Li Yuanjing, Cai Ming, Cao Li, Qin Xing, Zheng Tiantian, Xu Xiaohua, Sandvick Taylor M, Hutchinson Kirk, Wold Loren E, Hu Keli, Sun Qinghua, Thomas D Paul, Ren Jun, He Guanglong
Department of Cardiology, The First Affiliated Hospital of Chongqing Medical University, Chongqing, People's Republic of China.
Endocrinology and Breast Surgery, The First Affiliated Hospital of Chongqing Medical University, Chongqing, People's Republic of China.
PLoS One. 2014 Dec 4;9(12):e114205. doi: 10.1371/journal.pone.0114205. eCollection 2014.

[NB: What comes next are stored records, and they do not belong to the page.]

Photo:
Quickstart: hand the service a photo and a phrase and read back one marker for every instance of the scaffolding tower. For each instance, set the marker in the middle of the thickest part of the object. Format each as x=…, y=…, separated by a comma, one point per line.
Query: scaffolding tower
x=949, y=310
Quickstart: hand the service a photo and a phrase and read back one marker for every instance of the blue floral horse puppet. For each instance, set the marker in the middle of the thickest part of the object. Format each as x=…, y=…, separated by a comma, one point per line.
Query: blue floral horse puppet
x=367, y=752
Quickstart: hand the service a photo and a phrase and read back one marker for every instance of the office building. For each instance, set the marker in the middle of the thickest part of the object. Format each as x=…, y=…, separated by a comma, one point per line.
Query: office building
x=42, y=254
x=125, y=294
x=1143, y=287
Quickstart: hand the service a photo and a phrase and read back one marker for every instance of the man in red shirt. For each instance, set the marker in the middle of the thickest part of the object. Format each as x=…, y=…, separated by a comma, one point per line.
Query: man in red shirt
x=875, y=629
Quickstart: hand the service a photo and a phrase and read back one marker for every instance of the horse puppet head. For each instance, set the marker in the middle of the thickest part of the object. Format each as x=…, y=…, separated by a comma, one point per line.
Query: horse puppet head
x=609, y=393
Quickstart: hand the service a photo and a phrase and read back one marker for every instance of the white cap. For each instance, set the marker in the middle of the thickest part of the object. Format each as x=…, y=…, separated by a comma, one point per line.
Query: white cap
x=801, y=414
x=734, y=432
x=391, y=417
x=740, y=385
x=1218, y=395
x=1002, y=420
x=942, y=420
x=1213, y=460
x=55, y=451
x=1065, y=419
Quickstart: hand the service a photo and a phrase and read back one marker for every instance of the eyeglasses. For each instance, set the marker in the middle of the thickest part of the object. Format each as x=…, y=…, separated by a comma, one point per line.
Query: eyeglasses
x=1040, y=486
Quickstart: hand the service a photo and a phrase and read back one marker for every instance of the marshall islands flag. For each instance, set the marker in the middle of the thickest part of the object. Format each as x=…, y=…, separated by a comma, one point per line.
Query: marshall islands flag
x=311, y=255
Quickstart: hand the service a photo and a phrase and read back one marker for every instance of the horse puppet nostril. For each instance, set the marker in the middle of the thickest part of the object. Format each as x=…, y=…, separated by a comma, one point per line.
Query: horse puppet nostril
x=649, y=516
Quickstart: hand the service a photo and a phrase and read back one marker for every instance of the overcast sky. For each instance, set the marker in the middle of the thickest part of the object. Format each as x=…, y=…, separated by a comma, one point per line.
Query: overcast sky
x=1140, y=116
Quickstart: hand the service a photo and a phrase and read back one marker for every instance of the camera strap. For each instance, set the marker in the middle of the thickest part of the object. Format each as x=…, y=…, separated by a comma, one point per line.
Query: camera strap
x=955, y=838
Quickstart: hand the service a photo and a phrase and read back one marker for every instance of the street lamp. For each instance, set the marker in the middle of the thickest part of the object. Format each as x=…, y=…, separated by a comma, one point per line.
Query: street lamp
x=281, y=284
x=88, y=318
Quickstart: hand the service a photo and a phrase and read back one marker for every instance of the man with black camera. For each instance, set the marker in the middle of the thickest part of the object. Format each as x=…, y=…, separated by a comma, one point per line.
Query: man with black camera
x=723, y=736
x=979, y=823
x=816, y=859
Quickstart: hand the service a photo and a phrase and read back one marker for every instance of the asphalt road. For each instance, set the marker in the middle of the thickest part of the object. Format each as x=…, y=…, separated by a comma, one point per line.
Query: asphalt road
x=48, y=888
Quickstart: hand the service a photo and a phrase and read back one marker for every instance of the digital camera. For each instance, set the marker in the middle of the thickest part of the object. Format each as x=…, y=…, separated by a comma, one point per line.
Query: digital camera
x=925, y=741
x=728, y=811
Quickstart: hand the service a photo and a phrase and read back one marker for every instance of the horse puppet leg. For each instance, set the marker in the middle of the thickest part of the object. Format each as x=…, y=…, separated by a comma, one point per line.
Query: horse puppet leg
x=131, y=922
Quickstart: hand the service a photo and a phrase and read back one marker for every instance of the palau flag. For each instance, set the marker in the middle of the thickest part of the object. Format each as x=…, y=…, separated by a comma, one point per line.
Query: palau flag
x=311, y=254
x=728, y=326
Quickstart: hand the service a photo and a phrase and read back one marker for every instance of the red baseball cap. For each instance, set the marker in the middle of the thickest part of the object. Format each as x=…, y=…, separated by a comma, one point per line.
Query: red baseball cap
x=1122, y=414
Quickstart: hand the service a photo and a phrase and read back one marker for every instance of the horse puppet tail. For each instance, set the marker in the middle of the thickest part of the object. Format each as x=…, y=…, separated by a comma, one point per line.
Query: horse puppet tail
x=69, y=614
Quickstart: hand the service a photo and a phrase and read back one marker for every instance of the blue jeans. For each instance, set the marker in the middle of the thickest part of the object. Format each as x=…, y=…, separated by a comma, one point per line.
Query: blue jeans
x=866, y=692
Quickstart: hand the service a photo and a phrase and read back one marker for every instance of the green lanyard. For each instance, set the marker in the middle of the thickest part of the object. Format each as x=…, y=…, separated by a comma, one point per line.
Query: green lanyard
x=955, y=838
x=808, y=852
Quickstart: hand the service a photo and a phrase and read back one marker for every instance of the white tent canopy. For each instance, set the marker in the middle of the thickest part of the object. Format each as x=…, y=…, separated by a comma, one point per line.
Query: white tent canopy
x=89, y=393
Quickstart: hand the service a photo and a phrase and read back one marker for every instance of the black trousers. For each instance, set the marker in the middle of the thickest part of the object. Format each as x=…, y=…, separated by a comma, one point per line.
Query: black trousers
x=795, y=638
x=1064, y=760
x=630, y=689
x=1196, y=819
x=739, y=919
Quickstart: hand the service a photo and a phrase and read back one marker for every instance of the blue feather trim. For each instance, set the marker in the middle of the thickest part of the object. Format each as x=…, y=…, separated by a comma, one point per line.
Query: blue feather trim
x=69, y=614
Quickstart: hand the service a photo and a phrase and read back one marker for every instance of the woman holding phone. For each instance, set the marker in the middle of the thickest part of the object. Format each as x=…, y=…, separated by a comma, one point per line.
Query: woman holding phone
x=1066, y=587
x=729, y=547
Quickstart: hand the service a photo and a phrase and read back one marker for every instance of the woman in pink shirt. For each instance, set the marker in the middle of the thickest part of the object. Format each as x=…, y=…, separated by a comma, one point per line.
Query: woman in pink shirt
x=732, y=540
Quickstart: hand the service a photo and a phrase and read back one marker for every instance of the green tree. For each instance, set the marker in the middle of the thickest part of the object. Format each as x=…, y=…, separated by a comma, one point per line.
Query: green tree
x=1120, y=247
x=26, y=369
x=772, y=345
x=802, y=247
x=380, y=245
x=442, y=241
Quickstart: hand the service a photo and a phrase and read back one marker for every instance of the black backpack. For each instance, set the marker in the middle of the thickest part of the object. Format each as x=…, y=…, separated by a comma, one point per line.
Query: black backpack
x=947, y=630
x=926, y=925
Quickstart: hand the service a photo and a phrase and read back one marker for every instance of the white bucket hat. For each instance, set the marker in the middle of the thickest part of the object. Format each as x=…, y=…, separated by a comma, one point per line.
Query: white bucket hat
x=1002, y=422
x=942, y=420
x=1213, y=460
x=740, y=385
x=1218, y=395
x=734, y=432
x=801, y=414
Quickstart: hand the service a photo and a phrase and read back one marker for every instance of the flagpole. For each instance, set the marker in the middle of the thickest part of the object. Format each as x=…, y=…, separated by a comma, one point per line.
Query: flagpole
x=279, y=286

Exercise training offers cardioprotection against ischemia and reperfusion (I/R) injury. However, few essential signals have been identified to underscore the protection from injury. In the present study, we hypothesized that exercise-induced acceleration of myocardial tissue oxygenation recovery contributes to this protection. C57BL/6 mice (4 weeks old) were trained on treadmills for 45 min/day at a treading rate of 15 m/min for 8 weeks. At the end of 8-week exercise training, mice underwent 30-min left anterior descending coronary artery occlusion followed by 60-min or 24-h reperfusion. Electron paramagnetic resonance oximetry was performed to measure myocardial tissue oxygenation. Western immunoblotting analyses, gene transfection, and myography were examined. The oximetry study demonstrated that exercise markedly shortened myocardial tissue oxygenation recovery time following reperfusion. Exercise training up-regulated Kir6.1 protein expression (a subunit of ATP-sensitive K(+)channel on vascular smooth muscle cells, VSMC sarc-K(ATP)) and protected the heart from I/R injury. In vivo gene transfer of dominant negative Kir6.1AAA prolonged the recovery time and enlarged infarct size. In addition, transfection of Kir6.1AAA increased the stiffness and reduced the relaxation capacity in the vasculature. Together, our study demonstrated that exercise training up-regulated Kir6.1, improved tissue oxygenation recovery, and protected the heart against I/R injury. This exercise-induced cardioprotective mechanism may provide a potential therapeutic intervention targeting VSMC sarc-K(ATP) channels and reperfusion recovery.
运动训练可提供针对缺血再灌注(I/R)损伤的心脏保护作用。然而,很少有重要信号被确定来强调免受损伤的保护机制。在本研究中,我们假设运动诱导的心肌组织氧合恢复加速有助于这种保护作用。将4周龄的C57BL/6小鼠在跑步机上以15米/分钟的速度每天训练45分钟,持续8周。在8周运动训练结束时,小鼠接受30分钟的左冠状动脉前降支闭塞,随后进行60分钟或24小时的再灌注。采用电子顺磁共振血氧测定法测量心肌组织氧合。进行了蛋白质免疫印迹分析、基因转染和肌张力测定。血氧测定研究表明,运动显著缩短了再灌注后心肌组织氧合恢复时间。运动训练上调了Kir6.1蛋白表达(血管平滑肌细胞上ATP敏感性钾通道(VSMC sarc-K(ATP))的一个亚基),并保护心脏免受I/R损伤。显性负性Kir6.1AAA的体内基因转移延长了恢复时间并增大了梗死面积。此外,Kir6.1AAA的转染增加了血管的硬度并降低了舒张能力。总之,我们的研究表明运动训练上调了Kir6.1,改善了组织氧合恢复,并保护心脏免受I/R损伤。这种运动诱导的心脏保护机制可能为针对VSMC sarc-K(ATP)通道和再灌注恢复的潜在治疗干预提供依据。